If qualified leads are what get a B2B business going, meaningful insights from marketing data can make or break their sales processes. Enter Artificial Intelligence and Machine Learning, two technologies that are revolutionizing the outcomes from data mining. A MarketsandMarkets survey claims that the predictive analytics market size is expected to grow up to USD 12.41 Billion by 2022.
SaaS-backed predictive analysis helps B2B marketing experts revise the way they approach their core functions. Not only does it take the burden away from marketing strategies, but processes like predictive modeling, machine learning, and data mining allow a thorough analysis of current and historical data to come up with useful insights and prediction of future business outcomes. This leaves B2B marketers free to create search intent relevant content and devise campaigns that cater to the specific needs of their target audience. The result is focused on creating high-value content for big-ticket clients. Businesses that hire software developers successfully leverage the potential of predictive analysis for their business processes.
How Can B2B Predictive Analysis Reinvent your Business?
Predictive analysis can help marketing and sales teams leverage available data optimally and focus on driving better ROIs. We tell you how:
B2B businesses backed by predictive analysis can easily spot prospects and leads due to their ability to identify and pinpoint profiles with similar behavior patterns on the basis of their actions. Even simple actions like a buyer’s purchase intent, content downloading, or contract renewal add to the data repository and help predictive models identify similar prospects early on in the sales cycle by prioritizing them, reaching out to them, and leveraging advanced opportunities to market what they have got.

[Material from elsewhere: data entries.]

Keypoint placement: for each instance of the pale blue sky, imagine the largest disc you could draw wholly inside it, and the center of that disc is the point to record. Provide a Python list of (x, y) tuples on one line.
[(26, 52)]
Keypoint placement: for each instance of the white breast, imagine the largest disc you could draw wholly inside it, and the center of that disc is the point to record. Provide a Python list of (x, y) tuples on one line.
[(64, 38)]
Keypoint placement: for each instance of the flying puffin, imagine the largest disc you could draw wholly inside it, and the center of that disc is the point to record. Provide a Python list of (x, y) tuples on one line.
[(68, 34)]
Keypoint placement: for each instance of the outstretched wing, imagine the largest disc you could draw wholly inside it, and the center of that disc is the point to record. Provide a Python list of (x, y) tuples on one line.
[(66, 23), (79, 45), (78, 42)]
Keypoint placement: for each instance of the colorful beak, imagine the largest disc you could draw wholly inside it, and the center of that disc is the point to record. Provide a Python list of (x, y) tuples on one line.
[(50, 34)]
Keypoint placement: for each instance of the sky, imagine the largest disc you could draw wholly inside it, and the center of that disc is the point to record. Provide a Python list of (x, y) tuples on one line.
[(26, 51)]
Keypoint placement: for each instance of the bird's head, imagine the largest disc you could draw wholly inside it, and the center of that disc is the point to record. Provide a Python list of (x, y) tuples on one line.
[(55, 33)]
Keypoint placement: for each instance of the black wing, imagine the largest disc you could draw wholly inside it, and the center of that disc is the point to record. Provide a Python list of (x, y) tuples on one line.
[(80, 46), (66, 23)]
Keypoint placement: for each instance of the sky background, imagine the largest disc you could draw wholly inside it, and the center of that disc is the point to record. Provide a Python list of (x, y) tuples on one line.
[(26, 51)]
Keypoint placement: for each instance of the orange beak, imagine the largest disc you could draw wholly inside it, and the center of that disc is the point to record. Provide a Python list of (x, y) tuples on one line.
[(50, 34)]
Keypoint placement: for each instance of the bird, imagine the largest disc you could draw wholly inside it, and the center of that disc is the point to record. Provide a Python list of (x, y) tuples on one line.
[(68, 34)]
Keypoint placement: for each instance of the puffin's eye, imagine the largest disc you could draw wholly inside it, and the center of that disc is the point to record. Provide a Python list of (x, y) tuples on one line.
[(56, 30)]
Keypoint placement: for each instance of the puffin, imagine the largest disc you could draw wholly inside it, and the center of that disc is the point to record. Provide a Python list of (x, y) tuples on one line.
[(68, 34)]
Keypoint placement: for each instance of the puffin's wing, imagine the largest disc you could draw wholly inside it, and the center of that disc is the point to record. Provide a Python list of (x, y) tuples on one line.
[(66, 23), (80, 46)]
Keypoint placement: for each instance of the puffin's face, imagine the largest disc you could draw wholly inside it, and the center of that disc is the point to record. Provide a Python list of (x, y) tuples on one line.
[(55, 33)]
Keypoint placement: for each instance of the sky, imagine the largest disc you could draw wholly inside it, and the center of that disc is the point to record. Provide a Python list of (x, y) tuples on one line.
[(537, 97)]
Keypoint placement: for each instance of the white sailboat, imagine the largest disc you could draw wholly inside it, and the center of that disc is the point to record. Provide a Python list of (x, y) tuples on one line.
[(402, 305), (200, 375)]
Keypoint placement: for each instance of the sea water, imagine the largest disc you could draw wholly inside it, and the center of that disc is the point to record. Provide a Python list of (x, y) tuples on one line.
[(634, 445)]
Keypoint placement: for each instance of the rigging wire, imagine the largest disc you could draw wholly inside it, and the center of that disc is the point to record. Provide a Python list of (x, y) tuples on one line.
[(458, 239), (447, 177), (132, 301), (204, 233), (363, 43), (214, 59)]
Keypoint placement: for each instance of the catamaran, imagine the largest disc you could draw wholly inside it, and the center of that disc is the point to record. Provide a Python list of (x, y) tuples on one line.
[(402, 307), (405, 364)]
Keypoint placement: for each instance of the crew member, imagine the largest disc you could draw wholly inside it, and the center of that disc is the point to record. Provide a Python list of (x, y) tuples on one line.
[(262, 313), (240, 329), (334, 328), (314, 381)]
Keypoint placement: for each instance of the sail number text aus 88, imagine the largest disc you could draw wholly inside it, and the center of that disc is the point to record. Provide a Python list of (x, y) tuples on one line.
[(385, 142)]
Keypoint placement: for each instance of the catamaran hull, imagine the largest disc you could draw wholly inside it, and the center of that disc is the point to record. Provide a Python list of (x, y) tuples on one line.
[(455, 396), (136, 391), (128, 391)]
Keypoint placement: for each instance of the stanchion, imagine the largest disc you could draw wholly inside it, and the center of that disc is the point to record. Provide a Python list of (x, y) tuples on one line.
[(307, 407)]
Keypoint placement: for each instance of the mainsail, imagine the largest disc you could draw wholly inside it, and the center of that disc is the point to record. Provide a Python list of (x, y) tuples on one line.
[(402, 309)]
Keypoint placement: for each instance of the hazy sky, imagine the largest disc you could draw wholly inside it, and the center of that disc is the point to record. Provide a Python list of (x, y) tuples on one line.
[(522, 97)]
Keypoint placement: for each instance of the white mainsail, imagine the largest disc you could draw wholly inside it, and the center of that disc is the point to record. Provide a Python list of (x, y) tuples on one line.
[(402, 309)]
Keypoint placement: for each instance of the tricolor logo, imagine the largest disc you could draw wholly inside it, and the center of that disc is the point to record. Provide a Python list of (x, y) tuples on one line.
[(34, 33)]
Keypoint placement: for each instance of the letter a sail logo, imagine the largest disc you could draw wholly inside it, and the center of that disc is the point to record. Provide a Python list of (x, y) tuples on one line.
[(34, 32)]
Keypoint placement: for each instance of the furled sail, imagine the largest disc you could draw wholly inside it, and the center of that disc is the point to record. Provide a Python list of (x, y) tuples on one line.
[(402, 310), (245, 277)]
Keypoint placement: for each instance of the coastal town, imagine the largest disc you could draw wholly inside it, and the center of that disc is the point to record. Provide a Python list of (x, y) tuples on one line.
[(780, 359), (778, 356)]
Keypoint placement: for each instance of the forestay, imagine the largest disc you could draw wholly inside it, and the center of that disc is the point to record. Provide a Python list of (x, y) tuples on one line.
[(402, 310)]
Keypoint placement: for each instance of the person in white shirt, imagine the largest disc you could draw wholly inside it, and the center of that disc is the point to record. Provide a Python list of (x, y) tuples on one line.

Prioritizing Prospects and Leads
The predictive analysis aids predictive scoring to aid businesses. While traditional lead scoring is based solely on experimentation-based hit and trial and speculation, predictive analysis-based lead scoring is a systematic way to assign weightage and score to the prospective leads. Strategic scoring on the leads is useful for marketing and sales teams when identifying accounts and clients who are more likely to buy. Predictive analysis can help prospects optimally redirect their efforts to bring home better returns.
Automatic Lead Segregation
In legacy arrangements, B2B marketers need to categorize their prospective clients and leads on the basis of factors like industries and job roles. However, this segregation remained a laborious effort often initiated by manual intervention. Predictive algorithms help with analysis and automate the categorization process by identifying and creating relevant segments. Thanks to predictive analysis, B2B marketing professionals can execute campaigns that provide adequate assistance to leads.
As Moore’s law states, the capacity of storage devices is on the rise at better costs year after year. While accumulating data is becoming simpler with time, the way of deriving actionable insights from this data is often unclear. Data insights need to be used to understand the precise needs of a B2B buyer. Predictive analysis helps marketers understand their B2B customers’ unique demands and successfully predict the near-future trends.
Better Offer Matching for the Client’s Benefit
B2B salespeople used to embrace account segmentation, but due to the amount of knowledge updating it requires, that sales model has become ineffective due to its inconsistent results. It is often the culprit behind poor resource allocation and the use of different sales strategies without any common point. The use of predictive analytics in sales planning lets resources is effectively allocated to the right projects. The technology can revamp the way businesses look at sales talent and field expertise.
B2B businesses want to hoard high-performing salespeople; they use a combination of customer, sales, and HR data to hire and retain salespeople and let them handle accounts for which they hold the expertise. Predictive analytics brings the hidden traits of the high-performers to the limelight. Consequently, HR hires people with better skills relevant to what the company needs. It is predictive pipeline management that reduces cost and promises better returns.
In the End
While the use cases of predictive analysis in B2B business setup can well be numerous, decision-makers must keep their problem statements insight to figure out the exact goals they seek to achieve using the tech.
It’s time businesses embrace a customized approach to various core processes and make the most predictive analysis. Bring cost-efficiency, enhanced capacity, and coverage to your business’s sales and marketing initiatives with predictive analysis.
Using predictive analytics in combination with AI can summarize KPIs for sales control and accelerate the often slow-moving side of the sales management process. Not only does it add immense value, but it also saves time. B2B businesses must choose predictive analytics software that is easy and quick to implement in the sales process. This way, the outcomes, and insights can be implemented with a short-term horizon, and the returns can be huge.